Sea como fuere, estas y otras anécdotas son visibles en «Hermano asno», un libro ideado por el periodista Eliseo García Merlo y el fotógrafo Desiderio Mondelo, en el que recuperan la verdadera dignidad de los burros, pese a la mala fama de estos últimos que aún permanece en el imaginario colectivo.
«Hermano asno» precisamente lo que hace es recoger la historia del burro desde los orígenes hasta su importancia en diferentes ámbitos de la literatura, el arte, la religión, las fiestas populares o la cultura rural. Un insólito viaje que incluye, como ambos autores indican en el respectivo dossier de la obra, entre otros:
«Un recorrido a través de la Historia, de Mesopotamia a hoy, revisando la relación entre asnos, humanos, civilización, jerarquía, castración, maltrato y sumisión. Como protagonistas estelares, figuras como Alejandro Magno, Cleopatra, Adolf Eichmann, Pedro Cabrón y Francisco Franco.
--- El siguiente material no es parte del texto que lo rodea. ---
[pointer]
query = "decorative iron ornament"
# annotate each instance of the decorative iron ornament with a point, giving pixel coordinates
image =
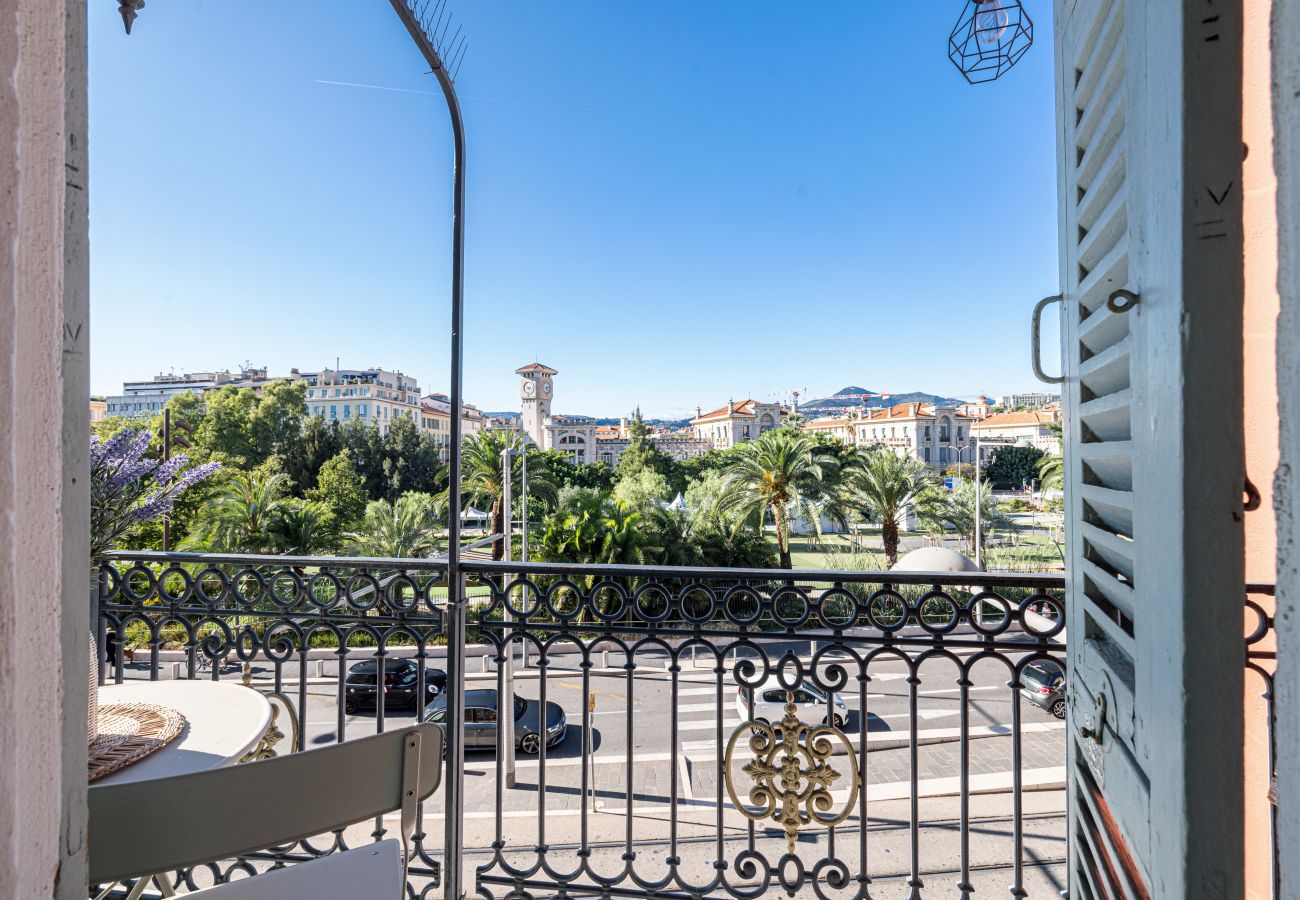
(792, 777)
(265, 748)
(989, 38)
Un repaso a la Literatura desde la primera obra escrita, el Poema de Gilgamesh, a los desgarrados versos del colombiano Raúl Gómez Jattin, el Putas, pasando por el primer éxito editorial de la Humanidad: un libro de chistes. Como ejes centrales, Shakespeare, Platero, Unamuno, Larra, Quevedo, Apuleyo y el Quijote, una obra imposible de entender, si no es como metáfora asnal. Una panorámica del Arte, desde las pinturas murales de las tumbas egipcias, con la primera representación del maltrato al asno, hasta la sublimación del burro en la obra de Goya, sin olvidar a Velázquez, Giotto, Forges, Gila y El Roto.»
Un burro que además se introduce en los sorprendentes caminos de la religión, la ciencia o las matemáticas, hasta recobrar el paisaje que tanto Gloria Fuertes como Juan Ramón Jiménez quisieron transmitir sin ir más lejos, a los adultos de hoy y que ayer fueron niños con los ojos tan despiertos como un festival de cine. Por suerte, en la literatura hay burro para rato.